# Strange but somehow i preffered Zemlinsky , Berg, Webern more than Schonberg???



## deprofundis (Apr 25, 2014)

His it me or Schonberg had a singular experimentalist , Zemlinsky more musical, Berg and Webern is close to Schonberg in term of format.

So im more into Zemlinsky and Berg, schonberg and webern music bring me anxiety, stress, Berg and zemlinsky his relaxing and sweet, someone probably think complete oposite but we live in a democratie so those were my two cents.

What your cue on this?

:tiphat:


----------



## Tchaikov6 (Mar 30, 2016)

Well, I wouldn't include Zemlinsky in the picture- he never wrote 12-tone music or atonal music, although some of it can get quite Schoenberg-sounding.

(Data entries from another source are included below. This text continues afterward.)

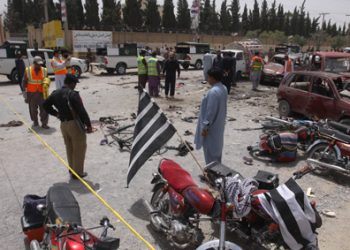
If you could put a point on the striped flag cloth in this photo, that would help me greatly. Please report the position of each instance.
(152, 131)
(290, 208)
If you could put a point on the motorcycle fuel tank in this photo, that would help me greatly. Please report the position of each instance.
(200, 199)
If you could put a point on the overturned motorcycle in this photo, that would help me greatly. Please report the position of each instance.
(54, 222)
(245, 206)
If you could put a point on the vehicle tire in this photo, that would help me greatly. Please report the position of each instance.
(14, 76)
(345, 121)
(317, 152)
(185, 65)
(121, 69)
(110, 71)
(35, 245)
(198, 65)
(77, 71)
(284, 108)
(160, 202)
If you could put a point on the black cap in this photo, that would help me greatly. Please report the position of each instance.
(70, 79)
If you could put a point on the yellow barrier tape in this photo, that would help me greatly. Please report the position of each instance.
(76, 175)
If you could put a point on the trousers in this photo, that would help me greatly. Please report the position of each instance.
(59, 81)
(75, 141)
(35, 102)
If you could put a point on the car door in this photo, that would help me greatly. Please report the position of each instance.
(322, 101)
(297, 92)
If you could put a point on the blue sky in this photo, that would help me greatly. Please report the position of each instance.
(338, 9)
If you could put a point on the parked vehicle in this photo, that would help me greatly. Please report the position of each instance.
(332, 62)
(314, 94)
(331, 152)
(177, 205)
(282, 146)
(8, 65)
(124, 57)
(273, 71)
(191, 54)
(61, 228)
(242, 62)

As for Berg, I would agree- I do enjoy him much more than Schoenberg and Webern. He is a more "Romantic" atonal composer, making the dissonances softer and the music more "acceptable." Schonberg and Webern are a bit "rougher-sounding" composers, but I do enjoy them- though not as much as Berg.


----------



## Manxfeeder (Oct 19, 2010)

deprofundis said:


> .
> 
> So im more into Zemlinsky and Berg, schonberg and webern music bring me anxiety, stress.


I think Zemlinsky is great. I don't think he was as "great" as Brahms was or those of the Second Viennese School, but I still think his music is skillfully wrought and musically compelling. Alma Mahler also found him compelling before she ran into Gustav, both musically and otherwise. That gives us average-looking guys hope.


----------